「いいすけど…ブランク相当あるんすよね?手加減とかできねぇすよ」
「モチロンだ。本気で頼むぜ」
木吉の一言で始まったエース対決を前に、遥の緊張はピークに達しようとしていた。
ぎこちなく隣にいたカントクの制服の袖を引けば、安心させるかのようにその手を握られる。

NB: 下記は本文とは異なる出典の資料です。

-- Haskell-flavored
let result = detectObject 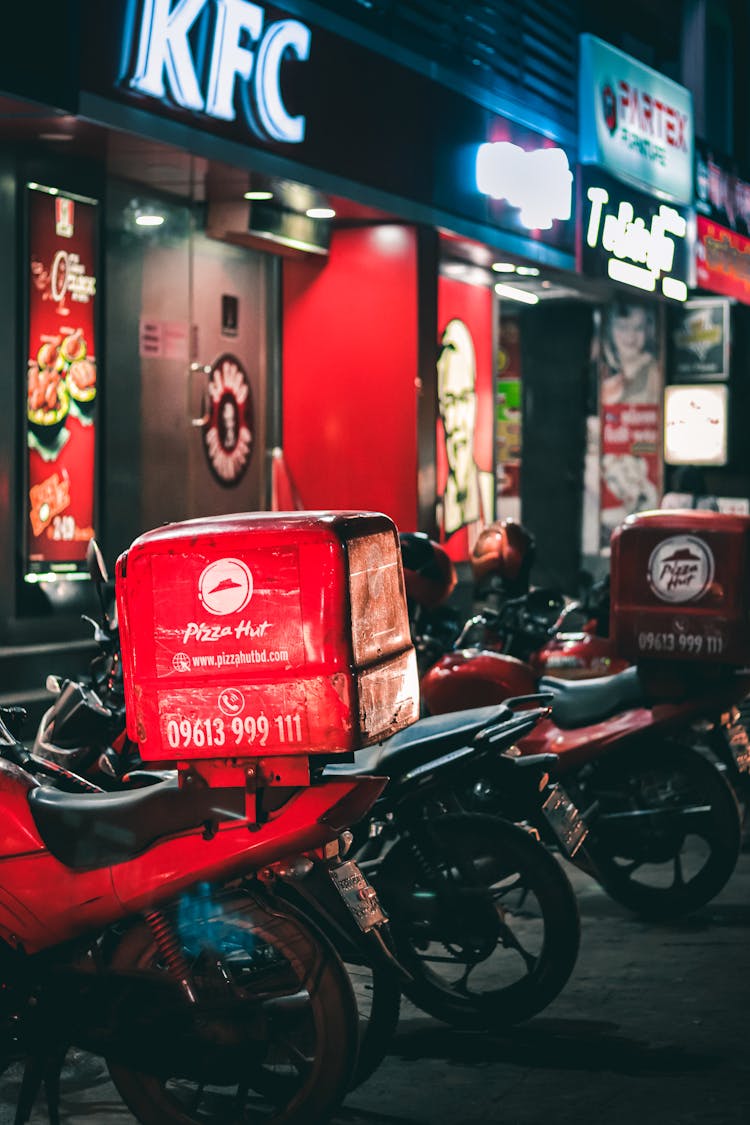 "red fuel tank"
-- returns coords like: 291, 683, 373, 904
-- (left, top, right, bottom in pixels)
116, 512, 418, 763
609, 510, 750, 665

繋がれた手からは、しっかりと彼女の動揺と緊張が伝わってきていた。
そんな周りはさて置いての1対1は、厳かな空気の中静かに激しく繰り広げられている。
その中で目を瞠るべきはやはり木吉の技量だろう。
1年近くバスケから離れていたにも関わらず、ブランクを感じさせない動きは火神を確かに圧倒していた。
しかし、押しているのは間違いなく火神である。
「フウ…想像以上にしんどいな」
1対1では当然、点を取るのも守るのも自分自身だ。
しかも火神は、あのキセキを打ち負かしたこともある実力者。
彼を前にした木吉の負担はけして軽いものではないだろう。
───彼はブランク以外のものも抱えているというのに。
不安が過ぎった遥が気付かれないように彼の足元を見ると───何やら違和感が。
「あれ…?」
「抜いた!?」
と、そのときタイミング良く試合が動く。
火神が木吉を抜き、シュートモーションに入ったのだ。
一瞬遅れを取ったようだが、すぐさま木吉も反応し跳び上がる。
「何!?」
だが空中戦に強い火神は、鮮やかなダブルクラッチで先輩を躱すとダンクを叩き込んだ。
「すげえっっ!!あそこで裏からダンク!?火神の…勝ちだ!!」
遥の瞳に映るのは、勝ったにも関わらず浮かない顔をしている後輩と、負けたにも関わらずその先を見据えているらしい友人である。
「ふぃー参った!オレの負けだ。約束通り、スタメンはキミだ」
「…ウス。じゃあオレ先上がります」
そう言うと火神は静かに体育館から出て行った。
彼が席を外したこれからは、今までツッコまずにいた2年による質疑応答の時間だ。
「なっ…何考えてんだよ木吉!!」
「いやー強いなアイツ」
「じゃなくて!!アンタ外れてどーすんのよ!?」
渦中の木吉は囲み取材の如く説明を求められるだけでなく、カントクにどこからか取り出したハリセンで殴られる始末である。
やはり皆の背中をしっかり押すのも彼だが、皆の頭をしっかり混乱させるのも彼の役目のようだ。